Create Job Submission
Creating effective job submissions is fundamental to successfully running computational workloads on Vantage clusters. This guide covers the complete process from planning to execution.
Planning Your Job Submission
Requirements Analysis
Before creating a submission, analyze your computational needs:
Workload Characteristics
- Computation Type: CPU-intensive, memory-intensive, GPU-accelerated, or I/O-heavy
- Parallelization: Single-threaded, multi-threaded, or distributed processing
- Runtime Estimate: Expected execution time based on data size and complexity
- Resource Scaling: How resource requirements scale with input size
Data Requirements
- Input Data Size: Volume of data to be processed
- Data Location: Where input data is stored and accessibility
- Output Size: Expected volume of results and intermediate files
- Data Transfer: Network bandwidth requirements for data movement
Software Dependencies
- Programming Environment: Python, R, MATLAB, or other languages
- Libraries and Modules: Required software packages and versions
- Licensing: Software licensing requirements and availability
- Containers: Need for containerized environments
Job Submission Methods
Command Line Submission
Direct submission using cluster scheduler commands:
#!/bin/bash
# Basic SLURM job submission
sbatch --job-name=data_analysis \
--account=research_project \
--partition=compute \
--nodes=1 \
--cpus-per-task=16 \
--mem=64G \
--time=08:00:00 \
--output=logs/analysis_%j.out \
--error=logs/analysis_%j.err \
analysis_script.sh
Advanced Submission Scripts
Creating comprehensive submission scripts:
#!/bin/bash
#SBATCH --job-name=ml_training
#SBATCH --account=ml_research
#SBATCH --partition=gpu
#SBATCH --nodes=1
#SBATCH --cpus-per-task=32
#SBATCH --mem=256G
#SBATCH --gres=gpu:a100:4
#SBATCH --time=24:00:00
#SBATCH --output=logs/training_%j.out
#SBATCH --error=logs/training_%j.err
#SBATCH --mail-type=BEGIN,END,FAIL
#SBATCH --mail-user=researcher@university.edu
# Set strict error handling
set -euo pipefail
# Load required modules
module purge
module load python/3.9
module load cuda/11.8
module load cudnn/8.6
# Set environment variables
export OMP_NUM_THREADS=32
export CUDA_VISIBLE_DEVICES=0,1,2,3
export PYTHONPATH="${PYTHONPATH}:$(pwd)/src"

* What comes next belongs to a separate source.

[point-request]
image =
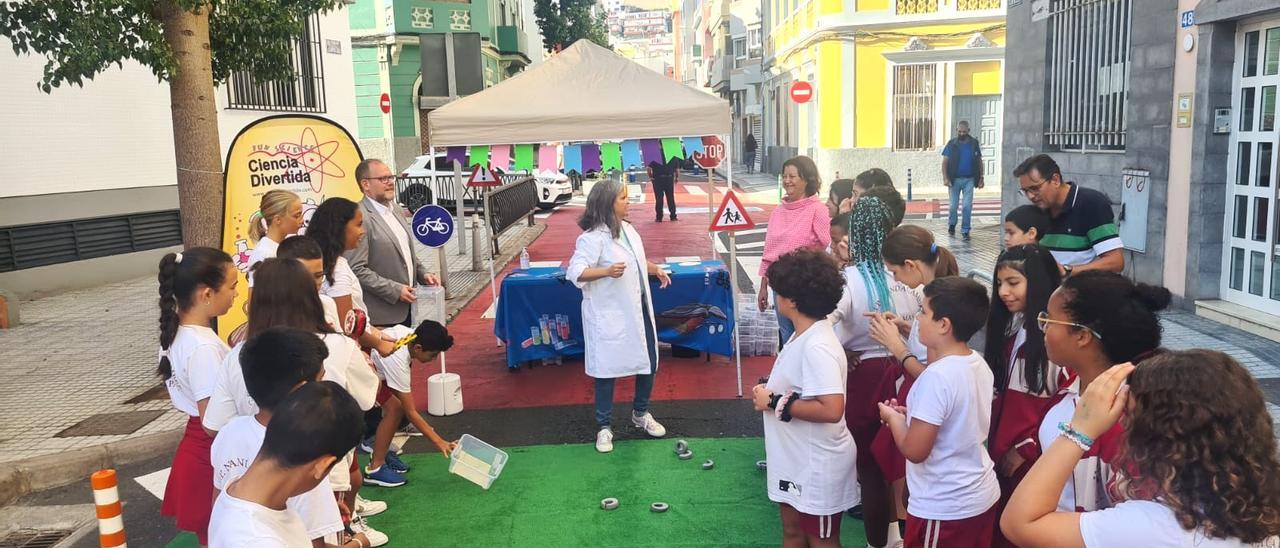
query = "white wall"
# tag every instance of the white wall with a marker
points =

# Create output directories
mkdir -p logs models checkpoints
# Activate virtual environment
source venv/bin/activate
# Validate input data
if [[ ! -f "data/training_data.h5" ]]; then
echo "Error: Training data not found" >&2
exit 1
fi
# Start training with logging
echo "Starting training at $(date)"
echo "Job ID: $SLURM_JOB_ID"
echo "Node: $SLURMD_NODENAME"
echo "GPUs: $CUDA_VISIBLE_DEVICES"
python train_model.py \
--data data/training_data.h5 \
--output models/experiment_$(date +%Y%m%d_%H%M%S) \
--batch-size 128 \
--epochs 100 \
--learning-rate 0.001 \
--checkpoint-freq 10 \
--gpus 4 \
--verbose
echo "Training completed at $(date)"
Interactive Job Submission
Creating interactive computing sessions:
# Request interactive session
srun --job-name=interactive_analysis \
--partition=interactive \
--cpus-per-task=8 \
--mem=32G \
--time=04:00:00 \
--pty bash
# Alternative: Submit interactive job
sbatch --job-name=jupyter_session \
--partition=interactive \
--cpus-per-task=8 \
--mem=32G \
--time=08:00:00 \
jupyter_server.sh
Resource Specification
CPU and Memory Configuration
Optimize CPU and memory allocation:
# CPU-intensive job
#SBATCH --cpus-per-task=64
#SBATCH --mem=128G
# Memory-intensive job
#SBATCH --cpus-per-task=16
#SBATCH --mem=512G
# Balanced compute job
#SBATCH --cpus-per-task=32
#SBATCH --mem=256G
GPU Resource Allocation
Specify GPU requirements effectively:
# Single GPU job
#SBATCH --gres=gpu:1
#SBATCH --cpus-per-task=8
#SBATCH --mem=64G
# Multi-GPU training
#SBATCH --gres=gpu:v100:4
#SBATCH --cpus-per-task=32
#SBATCH --mem=256G
# Specific GPU type
#SBATCH --gres=gpu:a100:2
#SBATCH --constraint=gpu_mem_80gb
Storage and I/O Configuration
Configure storage for optimal performance:
#!/bin/bash
#SBATCH --job-name=data_processing
#SBATCH --tmp=500G # Local scratch space
# Use local scratch for intensive I/O
SCRATCH_DIR="/tmp/job_${SLURM_JOB_ID}"
mkdir -p "$SCRATCH_DIR"
# Copy input data to scratch
echo "Copying data to local scratch..."
cp -r /shared/input_data/* "$SCRATCH_DIR/"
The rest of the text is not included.